Following "Prime Days," Massachusetts Lawmakers Question Amazon About High Rate of Serious Injuries among Warehouse Workers

New report indicates that Amazon has misled lawmakers and the public on it's worker injury record and safety practices Report Found "Prime Days" are "the year's most dangerous week for injuries at Amazon fulfillment centers"

Text of Letter (PDF) 

Washington, DC -- United States Senators Elizabeth Warren (D-Mass.) and Edward J. Markey (D-Mass.) and Congressman Joseph P. Kennedy (D-MA-04) expressed concern that, as evidence mounts of unsafe working conditions for Amazon warehouse workers, the company continues to respond by rolling out PR campaigns and misrepresenting workers' injury risk to Congress and the public rather than implementing meaningful changes that protect workers. The lawmakers questioned whether Amazon made any changes to reduce the speed at which workers were forced to work for Amazon Prime Days on October 13-14, which a new report finds are, "the year's most dangerous week for injuries at Amazon fulfillment centers."

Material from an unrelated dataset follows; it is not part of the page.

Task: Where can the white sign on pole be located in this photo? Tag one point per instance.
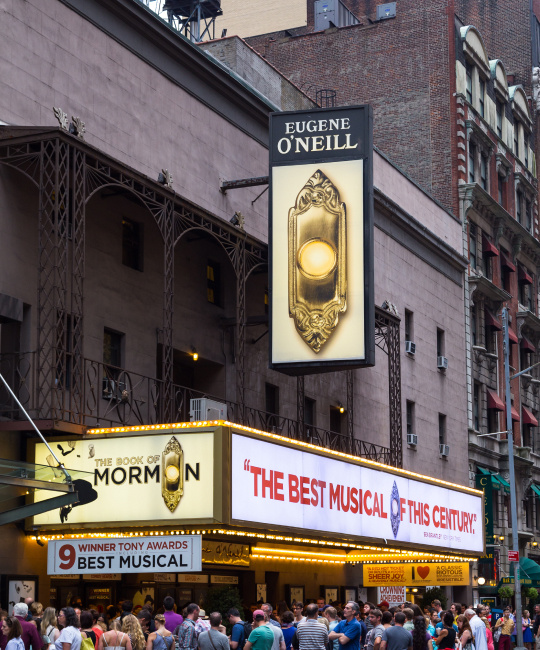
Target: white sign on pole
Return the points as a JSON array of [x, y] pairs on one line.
[[125, 554], [327, 494], [392, 595]]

In late 2019, the lawmakers sent a letter to Amazon expressing concern about a Reveal News report that found the serious injury rate at Amazon facilities was more than double the industry average; and that the rate at the Fall River, MA facility was nearly three times the industry average. Amazon's response to the lawmakers dissembled about and dismissed these findings. But newly released information from Reveal News shows that Amazon's response to that letter contained what appeared to be misleading statements about Amazon's worker injury record and safety practices, and suggests that Amazon is not seriously addressing high injury rates at the Fall River and other fulfillment centers. 

The report from Reveal News and The Center for Investigative Reporting (CIR) obtained and analyzed internal Amazon injury data and found, "a mounting injury crisis at Amazon warehouses, one that is especially acute at robotic facilities and during Prime week and the holiday peak - and one that Amazon has gone to great lengths to conceal."

The lawmakers expressed concern that Amazon has seemingly refused to consider reducing the speed at which Amazon workers must work or face disciplinary action - known as "rate" or "target performance expectations."

"In response to multiple questions we asked your company about how worker safety is considered in developing or revising performance target expectations, you discussed training workers to keep up and assessing incidents once they happen, but provided no indication that you had assessed whether the rate expectations themselves are putting workers at risk," the lawmakers wrote. "In fact, based on what you've shared with our offices, target performance expectations appear to have no basis in individual worker safety."

The lawmakers also raised concerns that, contrary to what Amazon told their offices, records indicate that Amazon aggressively avoids reporting injuries to federal authorities; that Amazon does not implement its safety pilot programs during Prime Days; and that Amazon has made multiple public statements that the use of robotics in warehouses is safe, despite evidence that robotics appears to be associated with a higher injury rate for workers.  

"Every person who works at Amazon deserves to be safe, and no worker's safety should be treated as expendable or secondary to bolstering the company's bottom line," the lawmakers concluded. "Your misleading responses and public misrepresentations about Amazon's safety record raise concerns about your commitment to the safety of Amazon workers, and to creating a workplace that prioritizes and values worker safety.

The lawmakers asked a series of questions, including whether Amazon reduced the speed at which warehouse workers were forced to work during Prime Days this year, and why Amazon has not evaluated the safety consequences of its target performance targets. The lawmakers requested answers to their questions no later than October 28, 2020.